Among the victims, 50% said their UPI settings or PIN were hacked, while 40% admitted to clicking on payment links that led to unauthorised debits from their accounts.
Multiple respondents reported being duped in more than one way, including QR code scams and phishing by fraudsters posing as bank representatives.
Despite the existence of grievance redressal mechanisms, such as the National Cybercrime Reporting Portal (cybercrime.gov.in) and helpline 1930, more than half of those who suffered fraud did not file a complaint. This highlights a critical gap in user trust and accessibility in fraud reporting systems.
Digital payment frauds have risen in tandem with the explosive growth of UPI, which clocked over 185 billion transactions in FY25, a 41.7% increase year-on-year, according to the Reserve Bank of India (RBI). The RBI’s latest annual report noted that digital frauds made up 56.5% of all banking fraud cases in FY25, totalling ₹520 crore. While UPI-specific data wasn’t isolated, card and internet-based transactions, which include UPI, dominated this category. Fortune India in November last year had reported that the country saw 13.42 lakh UPI fraud cases in FY24, in which around ₹1,087 crore were involved, a huge spike from ₹573 crore in FY23.
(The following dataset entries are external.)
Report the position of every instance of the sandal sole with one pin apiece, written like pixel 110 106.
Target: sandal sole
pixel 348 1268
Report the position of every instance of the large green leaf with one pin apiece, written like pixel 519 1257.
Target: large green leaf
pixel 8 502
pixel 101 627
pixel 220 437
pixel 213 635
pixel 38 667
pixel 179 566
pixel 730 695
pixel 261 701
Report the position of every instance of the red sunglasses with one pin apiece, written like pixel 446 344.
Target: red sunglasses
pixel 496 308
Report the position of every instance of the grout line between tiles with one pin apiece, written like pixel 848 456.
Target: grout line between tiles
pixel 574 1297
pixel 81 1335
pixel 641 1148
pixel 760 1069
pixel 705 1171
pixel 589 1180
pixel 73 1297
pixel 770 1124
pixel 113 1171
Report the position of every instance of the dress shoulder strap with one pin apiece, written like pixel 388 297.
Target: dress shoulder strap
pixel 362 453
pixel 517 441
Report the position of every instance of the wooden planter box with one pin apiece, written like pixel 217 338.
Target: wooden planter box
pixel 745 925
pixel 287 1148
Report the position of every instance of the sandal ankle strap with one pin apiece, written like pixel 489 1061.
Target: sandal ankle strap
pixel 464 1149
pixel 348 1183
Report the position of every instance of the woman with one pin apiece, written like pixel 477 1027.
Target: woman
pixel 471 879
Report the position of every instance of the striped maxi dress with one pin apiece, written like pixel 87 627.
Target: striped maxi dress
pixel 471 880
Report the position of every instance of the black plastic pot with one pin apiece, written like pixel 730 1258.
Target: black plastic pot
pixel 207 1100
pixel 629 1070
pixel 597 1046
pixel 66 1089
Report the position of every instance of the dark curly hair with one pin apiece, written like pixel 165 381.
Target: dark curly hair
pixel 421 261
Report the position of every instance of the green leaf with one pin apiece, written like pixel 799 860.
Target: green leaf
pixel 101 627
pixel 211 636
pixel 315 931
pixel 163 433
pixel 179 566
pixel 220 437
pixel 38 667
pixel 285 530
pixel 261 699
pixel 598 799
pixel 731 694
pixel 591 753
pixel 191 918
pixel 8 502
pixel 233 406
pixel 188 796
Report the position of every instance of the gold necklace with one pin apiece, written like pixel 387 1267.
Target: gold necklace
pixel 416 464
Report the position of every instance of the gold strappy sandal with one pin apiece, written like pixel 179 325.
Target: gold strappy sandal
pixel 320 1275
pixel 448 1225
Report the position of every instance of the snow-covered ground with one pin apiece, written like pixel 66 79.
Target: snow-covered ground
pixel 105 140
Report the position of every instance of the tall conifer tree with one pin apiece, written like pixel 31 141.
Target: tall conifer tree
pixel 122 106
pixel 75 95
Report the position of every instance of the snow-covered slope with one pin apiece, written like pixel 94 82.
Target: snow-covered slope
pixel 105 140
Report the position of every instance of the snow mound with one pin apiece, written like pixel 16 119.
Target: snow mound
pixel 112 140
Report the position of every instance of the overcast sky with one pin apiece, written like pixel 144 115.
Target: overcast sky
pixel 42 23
The RBI and National Payments Corporation of India (NPCI) have rolled out several initiatives, including AI-based fraud detection tools like MuleHunter.AI and daily transaction caps, to tighten security. However, the survey report recommends further action, including a single-click complaint filing system and real-time alerts for suspicious payment links across SMS and messaging apps.
With UPI now accounting for over 83% of all digital payments by volume, the findings underline the urgency for a coordinated, tech-driven crackdown on fraud.